En
una caminata por la ciudad de Salta, Alfredo Olmedo se topó con un niño que
acompañaba a sus padres mientras vendían medias y sombreros en la vía pública. Nuestro
Diputado Nacional elogió al joven, resaltando lo importante que es para
cualquier persona empezar desde pequeño a comprender como funciona el mundo en
el que se habita. Ese muchacho, además de compartir las tardes de sus
vacaciones escolares con sus padres, está haciendo lo que Juan Bautista Alberdi
denominaba “educación por las cosas”, que no es más que experimentar directamente
el ámbito en donde se producen los intercambios comerciales, el lugar en donde
la demanda se encuentra con al oferta, el sitio en donde las personas ponen a
andar a la vida cotidiana. De esa manera el niño aprenderá que las cosas nunca son gratis, que allí donde hay un derecho hay también una obligación.
Sin
embargo no faltaron quienes, horrorizados por encontrar a alguien que se mueve
a contramano del discurso hegemónico, criticaron a Olmedo. Uno de ellos fue Carlos Morello. Lo de Morello, creo yo, es demagogia. Porque Morello (al igual
que muchos progresistas como él) confunde el concepto de “trabajo” con el de
“explotación”. Hacer la ecuación “trabajo = explotación” es la manera más
escandalosa de impedir la recuperación de la cultura del trabajo, que es, dicho
sea de paso, una de las principales metas del mal denominado “progresismo”.

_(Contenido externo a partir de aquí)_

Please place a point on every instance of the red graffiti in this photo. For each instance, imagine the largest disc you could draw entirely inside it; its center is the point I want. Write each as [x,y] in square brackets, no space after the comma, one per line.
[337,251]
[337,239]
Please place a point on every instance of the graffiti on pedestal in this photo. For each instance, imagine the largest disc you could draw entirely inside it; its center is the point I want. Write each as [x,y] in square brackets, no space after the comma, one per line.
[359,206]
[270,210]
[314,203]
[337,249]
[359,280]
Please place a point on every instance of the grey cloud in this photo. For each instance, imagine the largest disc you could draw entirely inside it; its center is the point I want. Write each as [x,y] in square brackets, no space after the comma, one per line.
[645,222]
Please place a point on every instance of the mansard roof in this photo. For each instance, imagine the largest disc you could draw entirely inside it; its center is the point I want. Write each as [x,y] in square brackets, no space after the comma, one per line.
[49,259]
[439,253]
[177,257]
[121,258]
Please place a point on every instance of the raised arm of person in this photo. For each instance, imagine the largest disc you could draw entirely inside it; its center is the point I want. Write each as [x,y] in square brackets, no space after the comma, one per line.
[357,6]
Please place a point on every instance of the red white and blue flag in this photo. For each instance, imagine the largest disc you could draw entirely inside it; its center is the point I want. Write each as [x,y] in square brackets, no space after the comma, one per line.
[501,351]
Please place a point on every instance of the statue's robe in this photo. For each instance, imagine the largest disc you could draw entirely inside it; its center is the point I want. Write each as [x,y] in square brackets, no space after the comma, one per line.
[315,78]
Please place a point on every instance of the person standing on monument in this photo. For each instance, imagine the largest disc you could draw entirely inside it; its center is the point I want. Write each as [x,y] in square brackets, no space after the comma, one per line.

Ningún niño (y ningún adulto) debería ser explotado, es decir nadie debería
“trabajar” en prostitución, venta de drogas, mendicidad, robo o cualquier otra
actividad indigna. Pero para los progresistas (y Morello es uno de ellos) la
prostitución debe ser legal “para acabar con las redes de trata”, las drogas
deben circular libremente “para no criminalizar a los consumidores”, las cárceles
deben poner en las calles a los que atentan contra la propiedad privada “para reinsertar
a los excluidos”. Es decir, la lógica del progresismo consiste es ser ilógico. Es
por ello que Morello critica a Olmedo, y allí en donde hay alguien construyéndose
un futuro él ve a una víctima.
Hace
cincuenta años atrás uno se encontraba con muchas personas que eran analfabetas
pero que mostraban una gran predisposición a esforzarse y aprender un oficio
para progresar trabajando. Hoy, en cambio, se da en muchos casos la paradoja de
gente que sabe leer y escribir, gente que incluso tiene un título que acredita
que concluyeron los estudios de nivel medio, pero que, pese a ello, no
manifiestan las actitudes necesarias para la vida laboral. Es que el trabajo,
lamentablemente, ya no es percibido como un medio para el progreso personal,
sino que más bien se lo entiende como una carga incómoda que perturba la vida
fácil. Digámoslo claramente: ya casi no se preparan, en la escuela o en la vida
familiar, personas dispuestas a enfrentar el desafío de la vida laboral.
Es
por ello que resulta urgente la recuperación de la cultura del trabajo. Y hay que
hacerlo desde abajo: son los más jóvenes los que más precisan ver que la
recompensa por el esfuerzo es la auténtica autonomía. La responsabilidad, el
orden y la higiene –hábitos que, en la actualidad, muchos consideran
intrascendentes– son un producto de la cultura del trabajo que se transfiere a
la vida cotidiana: hoy en día cuesta muchísimo encontrar jóvenes higiénicos,
ordenados y responsables. Trabajar no es sólo un medio para pagar deudas o
consumir bienes y servicios, es una manera de sentirse libre (algo que, según la opinión progresista, es una barbaridad que no tiene nombre).